第25話 日陰と有刺鉄線

 共和国が占領して数週間がたった京城ソウルは、レジスタンス勢力の抵抗が激しいわけでもなく、市民は歓迎や困惑などの様々な反応を示し混乱しながらも新しい体制を受け入れているように見えた。

 そのためミンギルとテウォンのいる分隊の仕事も戦闘を伴うものはなく、毎日は捕虜や反動分子を収監した建物の見張り役で過ぎていく。


 農事よりも楽な仕事で一日が終わるのは幸せなことなのかもしれないが、軍人として敵と戦うことに憧れを持ちつつあったミンギルは正直、暇を持て余す日々に拍子抜けしてしまうところもあった。


(この場所に、こんな大人数が必要なのか?)


 有刺鉄線でできた柵に囲まれた敷地で、テウォンや他の隊員と一緒に大勢の兵士とすれ違いながら持ち場について、ミンギルは自分に与えられた仕事の意味を疑う。

 やるべきことがたくさんあっても、仕事が上手く回らなければ人は余る。それは軍隊でも農村でも変わらず、どうやらミンギルとテウォンは今は余った側にいた。

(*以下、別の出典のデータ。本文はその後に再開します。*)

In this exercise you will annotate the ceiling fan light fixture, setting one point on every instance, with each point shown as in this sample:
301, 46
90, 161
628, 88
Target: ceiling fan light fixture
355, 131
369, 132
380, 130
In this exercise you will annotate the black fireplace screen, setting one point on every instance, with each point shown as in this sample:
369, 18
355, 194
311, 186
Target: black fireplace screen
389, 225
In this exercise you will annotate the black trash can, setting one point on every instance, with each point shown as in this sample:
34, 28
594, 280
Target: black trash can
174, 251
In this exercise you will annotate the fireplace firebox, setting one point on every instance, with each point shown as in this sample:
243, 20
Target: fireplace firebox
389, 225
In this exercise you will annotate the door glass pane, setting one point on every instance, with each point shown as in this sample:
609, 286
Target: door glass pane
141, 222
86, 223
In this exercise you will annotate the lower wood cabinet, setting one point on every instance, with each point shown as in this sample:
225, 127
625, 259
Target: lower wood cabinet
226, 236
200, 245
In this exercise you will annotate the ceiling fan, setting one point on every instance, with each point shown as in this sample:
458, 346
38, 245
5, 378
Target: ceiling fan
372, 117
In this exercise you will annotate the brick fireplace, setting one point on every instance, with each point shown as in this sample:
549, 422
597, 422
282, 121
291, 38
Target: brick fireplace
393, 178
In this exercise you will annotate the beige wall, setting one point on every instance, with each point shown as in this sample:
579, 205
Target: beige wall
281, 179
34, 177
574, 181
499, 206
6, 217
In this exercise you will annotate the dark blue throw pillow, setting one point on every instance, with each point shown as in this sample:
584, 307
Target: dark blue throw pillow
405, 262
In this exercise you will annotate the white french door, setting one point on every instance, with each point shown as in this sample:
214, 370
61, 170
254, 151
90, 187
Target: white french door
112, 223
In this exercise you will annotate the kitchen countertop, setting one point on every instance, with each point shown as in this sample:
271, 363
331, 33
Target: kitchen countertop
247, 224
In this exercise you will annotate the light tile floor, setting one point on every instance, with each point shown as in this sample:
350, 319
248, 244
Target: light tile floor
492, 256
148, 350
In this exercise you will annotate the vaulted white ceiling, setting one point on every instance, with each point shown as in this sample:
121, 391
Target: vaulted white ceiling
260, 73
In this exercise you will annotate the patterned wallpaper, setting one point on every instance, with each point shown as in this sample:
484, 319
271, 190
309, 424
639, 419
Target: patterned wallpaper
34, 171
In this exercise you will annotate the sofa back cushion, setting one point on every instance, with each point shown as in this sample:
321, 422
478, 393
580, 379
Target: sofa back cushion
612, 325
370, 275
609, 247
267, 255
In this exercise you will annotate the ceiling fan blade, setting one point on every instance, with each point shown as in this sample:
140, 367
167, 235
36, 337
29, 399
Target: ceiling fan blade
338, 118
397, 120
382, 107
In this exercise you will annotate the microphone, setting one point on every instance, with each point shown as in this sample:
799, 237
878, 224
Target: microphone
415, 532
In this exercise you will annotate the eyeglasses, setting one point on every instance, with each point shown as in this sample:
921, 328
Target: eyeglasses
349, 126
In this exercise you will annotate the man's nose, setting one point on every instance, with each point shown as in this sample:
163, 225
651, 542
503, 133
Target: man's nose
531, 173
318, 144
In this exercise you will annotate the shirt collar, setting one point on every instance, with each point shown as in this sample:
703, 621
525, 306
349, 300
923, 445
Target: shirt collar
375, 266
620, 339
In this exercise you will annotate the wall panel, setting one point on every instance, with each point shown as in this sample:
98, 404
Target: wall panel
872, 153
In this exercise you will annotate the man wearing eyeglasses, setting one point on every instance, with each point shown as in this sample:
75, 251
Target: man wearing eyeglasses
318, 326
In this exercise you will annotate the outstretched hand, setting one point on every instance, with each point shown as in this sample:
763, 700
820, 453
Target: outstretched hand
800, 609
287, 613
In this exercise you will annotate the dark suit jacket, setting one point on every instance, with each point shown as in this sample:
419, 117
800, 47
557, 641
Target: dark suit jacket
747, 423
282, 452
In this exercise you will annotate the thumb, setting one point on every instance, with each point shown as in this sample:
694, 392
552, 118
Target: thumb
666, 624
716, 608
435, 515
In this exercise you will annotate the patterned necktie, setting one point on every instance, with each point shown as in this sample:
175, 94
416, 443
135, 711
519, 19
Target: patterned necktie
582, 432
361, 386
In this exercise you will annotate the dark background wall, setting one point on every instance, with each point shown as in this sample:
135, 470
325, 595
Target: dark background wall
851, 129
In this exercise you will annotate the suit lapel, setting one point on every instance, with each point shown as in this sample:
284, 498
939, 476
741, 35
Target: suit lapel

 涼しく過ごしやすかった高地の夏とは違って、八月パルウォル京城ソウルの空気は湿っていて重く、雲も空も太陽も何もかもが濃い色彩で陰影を作る。


 近くに他の兵士はおらず、運良くコンクリート製の建物が作る日陰がある通路の途中が二人の持ち場だったので、ミンギルとテウォンは涼をとって一息をついた。


 そしてミンギルは手で額の汗を拭いながら、私語であっても迷わずテウォンに話しかけた。


「そういえば今日の朝の訓示は、何か大事なことを言っとったか?」


「ああ。米軍の捕虜は丁重に扱えって話だったよ」


 例にもれずミンギルが半分寝ていて聞いていなかった中隊の訓示の内容を、テウォンはすぐに教えてくれる。

 普段ならそのまま別の話題になるところであるが、今日は少々引っかかるところがあったミンギルは、素直な疑問を口にした。


「なんで米帝だけ? 南朝鮮は、同じ朝鮮人の同胞のいる国だろ」


 むしろ同胞である南朝鮮軍の捕虜を丁重に扱うべきであって、米帝こそ完全な敵なのだからわざわざ生かす必要はないとミンギルは思う。

 しかし国際政治にはいろいろと難しいことがあるようで、テウォンはそのあたりの事情をため息交じりにかいつまんでミンギルに説明した。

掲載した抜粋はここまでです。